Why The Time-Knife In The Good Place Was So Elusive
NBC's afterlife philosophy sitcom "The Good Place" introduced quite a few oddball and supernatural characters, places, and concepts during its four-season run. In Season 3, Episode 11, "Chidi Sees the Time-Knife," the main crew meets with Judge Gen (Maya Rudolph) in the Interdimensional Hole of Pancakes (IHOP, naturally) to discuss the issues with The Good Place's point system. This IHOP is unlike any Earth-dwellers have seen before: Michael (Ted Danson) describes it to his human companions as "like Grand Central Station, but for space and time."
Viewers are initially confronted with psychedelia in the IHOP, as the series' characters step into a bizarre, blue-tinted landscape with floating orbs and a green, slug-like creature called the Niednagel. The IHOP is so strange that Jason (Manny Jacinto) initially interprets it as what a bad salvia trip looks like. Eventually, Judge Gen transforms the IHOP so it appears like a normal place — first a regular Earth IHOP, then a generic meeting room — for their meeting about the flaws in the afterlife points system.
While the IHOP appears "normal" to the humans, Michael repeatedly reminds them not to move about the room too much because it is still the scary landscape that initially terrifies them. Eventually, Chidi (William Jackson Harper) moves around and is sucked into the 10 dimensions that make up the IHOP, where he witnesses something known as the Time-Knife. Unfortunately, "The Good Place" viewers never get to see it.
The Time-Knife may have been too hard to visualize — and too expensive
When Janet (D'Arcy Carden) catches a tiny version of Chidi careening through the IHOP and returns him to his seat, the philosophy professor is stunned. "I just saw a trillion different realities folding onto each other like thin sheets of metal forming a single blade," he says. Michael, unsurprised, quickly notes that this is called the Time-Knife and moves on. "Chidi Sees the Time-Knife" is the first — and last — time the Time-Knife is mentioned in the series, and it may cause some fans to wonder why audiences never see the infinite multiversal object on screen in "The Good Place."
In an episode of NBC's companion podcast "The Good Place: The Podcast," digital effects supervisor David Niednagel — whose last name was given to the Niednagel creature — mentions there were some 1,200 visual effects shots used throughout Season 3 (via Apple Podcasts). Visualizing the Time-Knife, which folds infinite realities, must have proved too much to work its way into the show's visual effect budget.

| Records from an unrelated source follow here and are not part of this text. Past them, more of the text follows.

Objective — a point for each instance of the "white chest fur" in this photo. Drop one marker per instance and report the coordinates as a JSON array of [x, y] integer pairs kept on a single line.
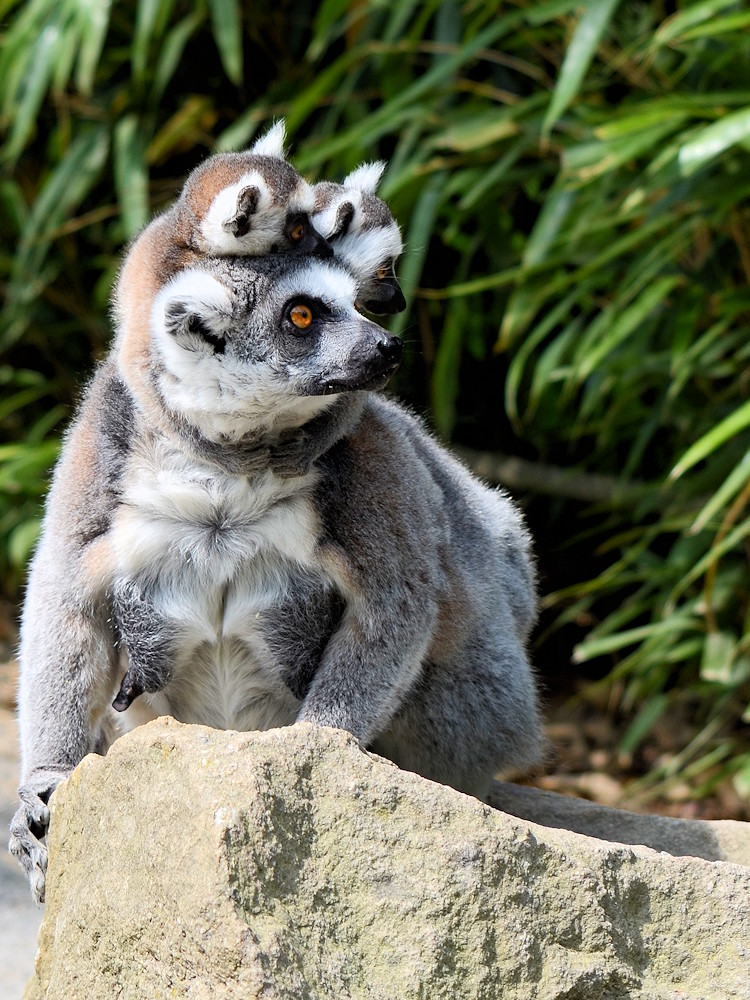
[[215, 552]]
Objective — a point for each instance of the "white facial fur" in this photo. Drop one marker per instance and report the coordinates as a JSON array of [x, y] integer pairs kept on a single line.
[[224, 398], [267, 221], [272, 142], [366, 177]]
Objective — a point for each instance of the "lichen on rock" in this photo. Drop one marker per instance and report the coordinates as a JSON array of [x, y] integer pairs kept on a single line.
[[198, 863]]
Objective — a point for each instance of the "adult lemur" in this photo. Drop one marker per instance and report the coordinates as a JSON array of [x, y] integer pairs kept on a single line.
[[383, 590]]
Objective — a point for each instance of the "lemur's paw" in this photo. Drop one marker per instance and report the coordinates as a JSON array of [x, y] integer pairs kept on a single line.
[[29, 827]]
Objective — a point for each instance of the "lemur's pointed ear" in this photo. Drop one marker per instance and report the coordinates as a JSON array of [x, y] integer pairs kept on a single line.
[[247, 205], [367, 177], [344, 216], [272, 142]]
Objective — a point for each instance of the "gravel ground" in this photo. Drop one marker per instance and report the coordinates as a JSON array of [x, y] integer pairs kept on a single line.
[[19, 917]]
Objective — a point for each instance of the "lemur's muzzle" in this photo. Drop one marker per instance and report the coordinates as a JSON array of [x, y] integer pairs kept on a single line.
[[374, 357]]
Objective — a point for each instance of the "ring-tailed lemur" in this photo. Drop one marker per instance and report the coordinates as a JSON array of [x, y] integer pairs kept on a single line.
[[240, 204], [385, 592], [364, 235]]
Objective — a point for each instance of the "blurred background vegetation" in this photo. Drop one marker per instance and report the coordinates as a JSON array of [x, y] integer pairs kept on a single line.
[[572, 179]]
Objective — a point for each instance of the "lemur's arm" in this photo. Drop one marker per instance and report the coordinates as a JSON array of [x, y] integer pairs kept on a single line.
[[387, 571], [67, 657], [144, 635]]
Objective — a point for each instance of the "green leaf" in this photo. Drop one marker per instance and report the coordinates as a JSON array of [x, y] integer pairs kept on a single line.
[[735, 481], [147, 12], [726, 429], [226, 19], [131, 174], [591, 26], [718, 654], [22, 540], [64, 189], [713, 140], [171, 52], [477, 132], [417, 239], [38, 74], [693, 14], [445, 375], [93, 18]]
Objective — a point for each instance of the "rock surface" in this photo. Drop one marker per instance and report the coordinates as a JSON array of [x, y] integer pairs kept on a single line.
[[291, 864]]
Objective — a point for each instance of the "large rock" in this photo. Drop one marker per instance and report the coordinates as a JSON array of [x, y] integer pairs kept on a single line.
[[291, 864]]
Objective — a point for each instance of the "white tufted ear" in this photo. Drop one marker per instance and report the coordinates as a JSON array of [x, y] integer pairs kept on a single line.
[[366, 177], [272, 142]]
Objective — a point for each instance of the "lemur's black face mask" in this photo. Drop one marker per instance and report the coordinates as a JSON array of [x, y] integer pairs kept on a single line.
[[302, 237]]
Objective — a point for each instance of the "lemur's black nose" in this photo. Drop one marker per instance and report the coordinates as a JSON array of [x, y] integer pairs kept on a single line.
[[390, 349]]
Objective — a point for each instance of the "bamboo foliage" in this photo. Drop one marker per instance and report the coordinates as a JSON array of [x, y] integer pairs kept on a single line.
[[573, 182]]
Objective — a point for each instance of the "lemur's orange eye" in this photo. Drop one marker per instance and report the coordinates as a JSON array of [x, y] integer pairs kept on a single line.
[[301, 316]]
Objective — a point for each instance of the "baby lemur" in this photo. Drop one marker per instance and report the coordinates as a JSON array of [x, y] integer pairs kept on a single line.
[[364, 235]]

Joe Mande, who served as a producer and writer on the series, noted on the podcast that the Time-Knife was born out of a desire to play with "the theater of the mind." "What was [Chidi] experiencing when he was going in and out of the pancakes at that moment?" he notes in the podcast. It seems fans may never get to see the Time-Knife itself, but as Michael notes in the episode... "we've all seen the Time-Knife."